COUR D’APPEL DE LYON
JURIDICTION DU PREMIER PRESIDENT
ORDONNANCE DE REFERE
DU 20 Janvier 2025
DEMANDERESSE :
S.A.S. TOLERIE DE LA LOIRE prise en la personne de ses représentants légaux domiciliés
en cette qualité au siège
[Adresse 3]
[Localité 4]
Représentée par Me Lamia SEBAOUI de la SELARL LX LYON, avocat au barreau de LYON (TOQUE 938)
DEFENDERESSES :
S.A.S. HAAS + SOHN FRANCE prise en la personne de son représentant légal, domicilié es qualités audit siège
[Adresse 2]
[Localité 6]
avocat postulant : Me Vincent DE FOURCROY de la SELARL DE FOURCROY AVOCATS ASSOCIES, avocat au barreau de LYON (toque 1102)

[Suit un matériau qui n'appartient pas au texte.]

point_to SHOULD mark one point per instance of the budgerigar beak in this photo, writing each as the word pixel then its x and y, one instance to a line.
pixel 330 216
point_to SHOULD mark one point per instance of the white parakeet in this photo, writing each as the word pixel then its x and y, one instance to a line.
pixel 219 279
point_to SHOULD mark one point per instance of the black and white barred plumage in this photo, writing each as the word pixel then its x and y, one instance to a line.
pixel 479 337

avocat plaidant : Me Oliver WIESIKE de la SELAS VALORIS AVOCATS, avocat au barreau de LYON
(toque 2846)
S.A.S. KOCH & ASSOCIES es qualité de liquidateur judiciaire de la société HAAS + SOHN France, prise en la personne de son représentant légal, domicilié es qualités audit siège,
[Adresse 1]
[Localité 5]
avocat postulant : Me Vincent DE FOURCROY de la SELARL DE FOURCROY AVOCATS ASSOCIES, avocat au barreau de LYON (toque 1102)

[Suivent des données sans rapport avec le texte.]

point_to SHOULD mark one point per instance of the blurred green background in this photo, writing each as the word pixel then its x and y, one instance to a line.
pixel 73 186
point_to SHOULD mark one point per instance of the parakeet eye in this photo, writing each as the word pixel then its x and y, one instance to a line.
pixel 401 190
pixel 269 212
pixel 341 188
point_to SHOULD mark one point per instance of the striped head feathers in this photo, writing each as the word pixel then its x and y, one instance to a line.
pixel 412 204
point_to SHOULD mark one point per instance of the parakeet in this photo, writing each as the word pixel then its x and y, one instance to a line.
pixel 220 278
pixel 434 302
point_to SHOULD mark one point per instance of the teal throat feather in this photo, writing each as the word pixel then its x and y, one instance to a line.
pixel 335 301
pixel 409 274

avocat plaidant : Me Oliver WIESIKE de la SELAS VALORIS AVOCATS, avocat au barreau de LYON
(toque 2846)
Audience de plaidoiries du 06 Janvier 2025
DEBATS : audience publique du 06 Janvier 2025 tenue par Pierre BARDOUX, Conseiller à la cour d’appel de Lyon, délégataire du Premier Président dans les fonctions qui lui sont spécialement attribuées selon ordonnance du 2 septembre 2024, assisté de Sylvie NICOT, Greffier.
ORDONNANCE : contradictoire
prononcée le 20 Janvier 2025 par mise à disposition de l’ordonnance au greffe de la cour, les parties ayant été préalablement avisées dans les conditions prévues au deuxième alinéa de l’article 450 du code de procédure civile;
signée par Pierre BARDOUX, Conseiller et Sylvie NICOT, Greffier, auquel la minute de la décision a été remise par le magistrat signataire.
EXPOSE DU LITIGE
La S.A.S. Tôlerie de la Loire et la S.A.S. Haas + Sohn France ont signé, le 8 juin 2018, un contrat de distribution de poêles à bois et accessoires, permettant ainsi à la société Tôlerie de la Loire de vendre sur le marché français des produits importés par la société Haas + Sohn France fabriqués par la société Haas + Sohn Ofnentechnik GMBH en Autriche.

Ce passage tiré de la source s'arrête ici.